[<prev] [next>] [<thread-prev] [day] [month] [year] [list]
Message-ID: <CAP-5=fVxwV0rKrHgDN_j-SsHnAvrJK-WgDuvi-KAYkqNO6iTJQ@mail.gmail.com>
Date: Fri, 16 Jan 2026 21:42:04 -0800
From: Ian Rogers <irogers@...gle.com>
To: Peter Zijlstra <peterz@...radead.org>, Ingo Molnar <mingo@...hat.com>,
Arnaldo Carvalho de Melo <acme@...nel.org>, Namhyung Kim <namhyung@...nel.org>, Jiri Olsa <jolsa@...nel.org>,
Ian Rogers <irogers@...gle.com>, Adrian Hunter <adrian.hunter@...el.com>,
James Clark <james.clark@...aro.org>, John Garry <john.g.garry@...cle.com>,
Will Deacon <will@...nel.org>, Leo Yan <leo.yan@...ux.dev>, Guo Ren <guoren@...nel.org>,
Paul Walmsley <pjw@...nel.org>, Palmer Dabbelt <palmer@...belt.com>, Albert Ou <aou@...s.berkeley.edu>,
Alexandre Ghiti <alex@...ti.fr>, Shimin Guo <shimin.guo@...dio.com>,
Athira Rajeev <atrajeev@...ux.ibm.com>, Stephen Brennan <stephen.s.brennan@...cle.com>,
Howard Chu <howardchu95@...il.com>, Thomas Falcon <thomas.falcon@...el.com>,
Andi Kleen <ak@...ux.intel.com>, "Dr.

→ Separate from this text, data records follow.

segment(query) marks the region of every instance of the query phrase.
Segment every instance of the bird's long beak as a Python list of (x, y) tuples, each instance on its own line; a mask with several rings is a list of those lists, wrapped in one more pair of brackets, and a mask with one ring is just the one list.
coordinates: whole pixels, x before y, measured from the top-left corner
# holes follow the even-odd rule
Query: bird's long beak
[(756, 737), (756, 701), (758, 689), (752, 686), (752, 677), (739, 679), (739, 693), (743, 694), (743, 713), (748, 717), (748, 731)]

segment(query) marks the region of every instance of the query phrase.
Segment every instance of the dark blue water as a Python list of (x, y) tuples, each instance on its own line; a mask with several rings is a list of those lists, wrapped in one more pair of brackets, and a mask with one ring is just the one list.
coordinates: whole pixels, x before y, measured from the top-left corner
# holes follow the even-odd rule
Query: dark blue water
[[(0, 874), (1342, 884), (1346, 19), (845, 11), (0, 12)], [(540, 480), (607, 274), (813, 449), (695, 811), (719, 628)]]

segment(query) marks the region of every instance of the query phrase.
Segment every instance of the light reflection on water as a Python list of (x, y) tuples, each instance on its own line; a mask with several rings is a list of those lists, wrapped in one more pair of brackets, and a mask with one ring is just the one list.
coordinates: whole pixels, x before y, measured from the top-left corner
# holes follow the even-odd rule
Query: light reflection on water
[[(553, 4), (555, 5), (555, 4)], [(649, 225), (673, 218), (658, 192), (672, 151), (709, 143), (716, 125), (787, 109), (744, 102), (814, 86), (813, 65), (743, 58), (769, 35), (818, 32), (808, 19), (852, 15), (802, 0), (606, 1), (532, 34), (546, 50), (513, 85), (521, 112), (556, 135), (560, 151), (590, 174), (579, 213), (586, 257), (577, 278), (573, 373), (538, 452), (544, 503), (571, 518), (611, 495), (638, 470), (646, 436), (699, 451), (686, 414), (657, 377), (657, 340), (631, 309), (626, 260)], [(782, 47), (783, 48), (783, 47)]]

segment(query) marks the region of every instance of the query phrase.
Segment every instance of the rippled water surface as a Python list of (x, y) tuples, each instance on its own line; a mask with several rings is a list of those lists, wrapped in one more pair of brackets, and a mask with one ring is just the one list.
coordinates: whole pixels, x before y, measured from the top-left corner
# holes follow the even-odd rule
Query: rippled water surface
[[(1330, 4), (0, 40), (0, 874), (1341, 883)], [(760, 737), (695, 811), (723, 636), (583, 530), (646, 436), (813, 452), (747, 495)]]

David Alan Gilbert" <linux@...blig.org>,
Dmitry Vyukov <dvyukov@...gle.com>,
Krzysztof Łopatowski <krzysztof.m.lopatowski@...il.com>,
Chun-Tse Shao <ctshao@...gle.com>, Aditya Bodkhe <aditya.b1@...ux.ibm.com>,
Haibo Xu <haibo1.xu@...el.com>, Sergei Trofimovich <slyich@...il.com>, linux-kernel@...r.kernel.org,
linux-perf-users@...r.kernel.org, linux-arm-kernel@...ts.infradead.org,
linux-csky@...r.kernel.org, linux-riscv@...ts.infradead.org,
Mark Wielaard <mark@...mp.org>
Subject: Re: [PATCH v1 12/23] perf dwarf-regs: Add get_dwarf_regnum_for_perf_regnum
and use for x86 unwinding
On Fri, Jan 16, 2026 at 9:29 PM Ian Rogers <irogers@...gle.com> wrote:
>
> Add a utility to map a perf register number to a dwarf register number
> for a particular ELF machine type.
>
> Create a generic unwind-libdw initial register initialization routine
> that uses this function and thereby avoids arch specific
> initialization. The unwind-libdw code does:
> 1) compute the maximum dwarf register from the set of sampled user registers,
> 2) allocates a set of dwarf registers,
> 3) copies the sample registers into the appropriate dwarf registers.
>
> This generic solution is initially implemented for use with x86 as
> only get_dwarf_regnum_for_perf_regnum support for x86 is currently present.
>
> Signed-off-by: Ian Rogers <irogers@...gle.com>
> ---
> .../util/dwarf-regs-arch/dwarf-regs-x86.c | 95 +++++++++++++++++++
> tools/perf/util/dwarf-regs.c | 55 +++++++++++
> tools/perf/util/include/dwarf-regs.h | 8 ++
> tools/perf/util/unwind-libdw-arch/Build | 1 -
> .../util/unwind-libdw-arch/unwind-libdw-x86.c | 54 -----------
> tools/perf/util/unwind-libdw.c | 70 ++++++++++++--
> tools/perf/util/unwind-libdw.h | 2 +-
> 7 files changed, 222 insertions(+), 63 deletions(-)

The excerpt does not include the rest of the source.